Friday 8 June 2012

What is that smell, oh wait its me burning out.

Recently I overdid my exercising, I started writing this blog post, after I'd rode to Gateshead for my Monday weigh in, which resulted in me losing another lb and putting me at 13st 13lbs(195lbs), which happily put me under the 14st level, which is something I've not weighed in I've no idea how long, I took this as a chance to ride back home the long way. I should have been doing my usual Zumba class but I just felt wrong, really tired and not right in myself. So I thought to myself, I'll go for a swim, which I knew would be easier than dancing around for an hour, so I saw a mile and walked up home.

I still felt really tired and had a look at my exercise for the previous days and that's when I noticed what I'd done, I'd eaten too few calories for the amount of exercise I'd done. For the four days in question I had exercised an approximate 8,061 calories, which is quite an impressive amount, with MyFitnessPal giving me a total calorie intake of 14,901/6,840 calories, which would have meant I'd eaten 1,710 calories, my actual intake turned out to be 11,545/3484 calories, which means my average intake was 871, which is nearly 1,000 calories fewer per day than I should have had.

I did most of my exercise over the weekend, managing to swim four miles, walk three, do two fitness classes and ride to the Metrocentre to buy a part for my bike, I felt fine on the Sunday night, it was when I woke up on the Monday, that I felt more tired than I normally do in the morning but not enough to stop me riding for my weigh in.

I think I need to be more careful in the future, as I'll find that my weight will either plateau, or worse start going back up, as my body decides that I'm starving myself, which for all intents an purposes I seem to actually be doing just this.
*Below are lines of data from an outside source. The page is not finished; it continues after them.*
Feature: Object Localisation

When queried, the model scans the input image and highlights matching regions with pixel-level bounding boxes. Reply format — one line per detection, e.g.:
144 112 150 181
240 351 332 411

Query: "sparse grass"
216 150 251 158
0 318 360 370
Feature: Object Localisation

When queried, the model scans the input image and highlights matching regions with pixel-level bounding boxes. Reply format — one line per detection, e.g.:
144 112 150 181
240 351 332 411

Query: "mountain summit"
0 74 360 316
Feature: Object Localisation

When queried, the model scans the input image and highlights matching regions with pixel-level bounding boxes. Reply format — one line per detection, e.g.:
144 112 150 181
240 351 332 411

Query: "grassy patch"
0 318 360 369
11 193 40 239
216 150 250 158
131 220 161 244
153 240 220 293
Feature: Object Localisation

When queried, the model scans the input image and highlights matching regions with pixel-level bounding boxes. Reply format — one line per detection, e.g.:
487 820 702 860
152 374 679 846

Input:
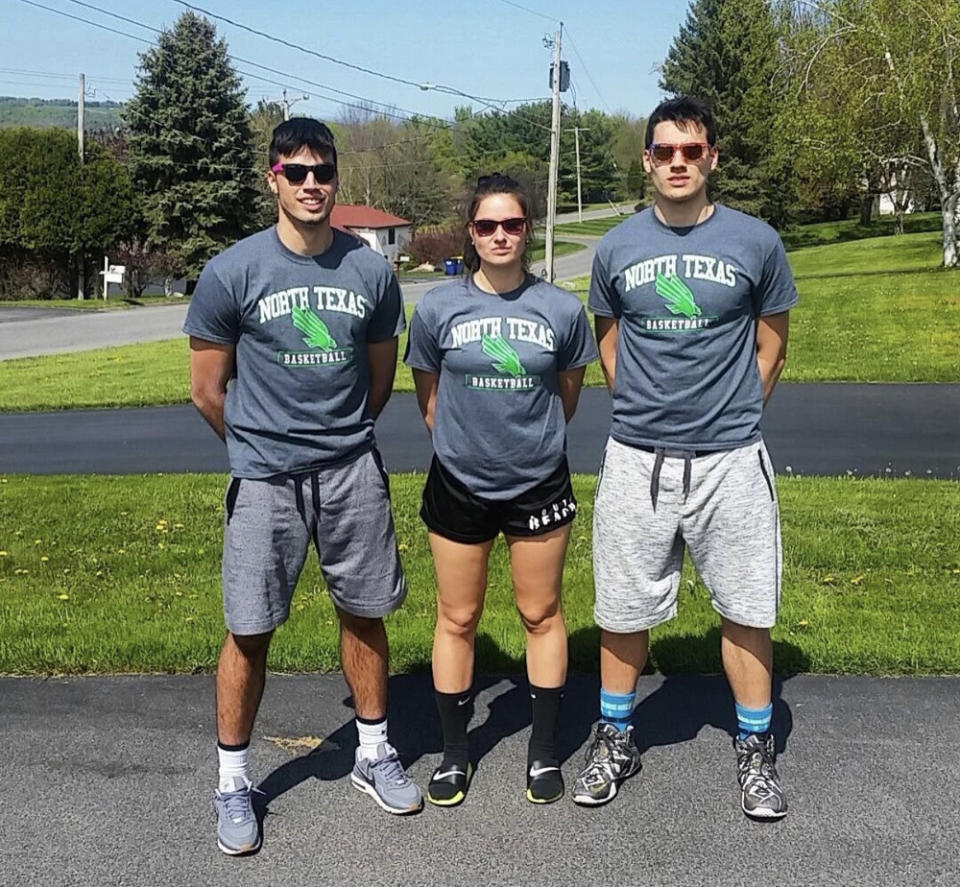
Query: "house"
330 203 410 264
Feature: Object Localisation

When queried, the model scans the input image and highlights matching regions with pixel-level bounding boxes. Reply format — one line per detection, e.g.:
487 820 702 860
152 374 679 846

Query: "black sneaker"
527 761 563 804
733 733 787 819
573 723 640 807
427 764 473 807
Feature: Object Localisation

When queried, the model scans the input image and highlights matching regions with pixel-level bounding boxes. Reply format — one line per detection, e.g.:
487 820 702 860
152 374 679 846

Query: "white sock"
217 744 253 792
357 718 387 761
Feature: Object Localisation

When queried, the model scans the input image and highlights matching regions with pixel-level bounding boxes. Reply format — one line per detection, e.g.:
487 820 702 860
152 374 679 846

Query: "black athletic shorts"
420 456 577 544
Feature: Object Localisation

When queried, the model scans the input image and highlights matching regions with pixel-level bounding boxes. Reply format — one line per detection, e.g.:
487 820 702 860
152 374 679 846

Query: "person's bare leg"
216 632 273 746
430 533 493 693
600 630 650 694
507 524 570 804
720 619 773 709
337 608 390 721
507 524 570 687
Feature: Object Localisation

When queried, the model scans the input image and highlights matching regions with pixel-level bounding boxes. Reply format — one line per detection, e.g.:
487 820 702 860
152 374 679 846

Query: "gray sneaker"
733 733 787 819
350 742 423 814
573 723 640 807
213 782 260 856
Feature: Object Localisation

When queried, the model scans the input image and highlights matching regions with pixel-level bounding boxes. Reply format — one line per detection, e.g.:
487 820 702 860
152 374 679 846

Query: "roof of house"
330 203 410 228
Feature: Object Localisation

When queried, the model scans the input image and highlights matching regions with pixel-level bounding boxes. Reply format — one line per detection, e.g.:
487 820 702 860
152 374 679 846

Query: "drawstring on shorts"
650 447 697 511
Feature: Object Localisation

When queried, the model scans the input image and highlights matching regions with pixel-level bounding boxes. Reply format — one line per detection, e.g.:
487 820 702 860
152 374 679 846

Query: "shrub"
407 225 465 265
I suppose I could have myself a bit more food, to compensate for this huge deficit but that yells counter intuitive at me, I might calm down with the swimming and concentrate on matching intake for output so that I don't end up with this happening quite so severely in future.

I'm really didn't enjoying feeling as tired and ill as I was, especially as I started to drifting off to sleep mid afternoon. I planned and ate a decent meal for my dinner and had a nice piece of cream sponge cake, in the hope that my body would reward me with not feeling ill. The knock on effect of the weekend has left me still feeling tired and the realisation that its very easy to accidentally harm yourself without meaning to.

So, no more exercising that much without eating back into the burned calories.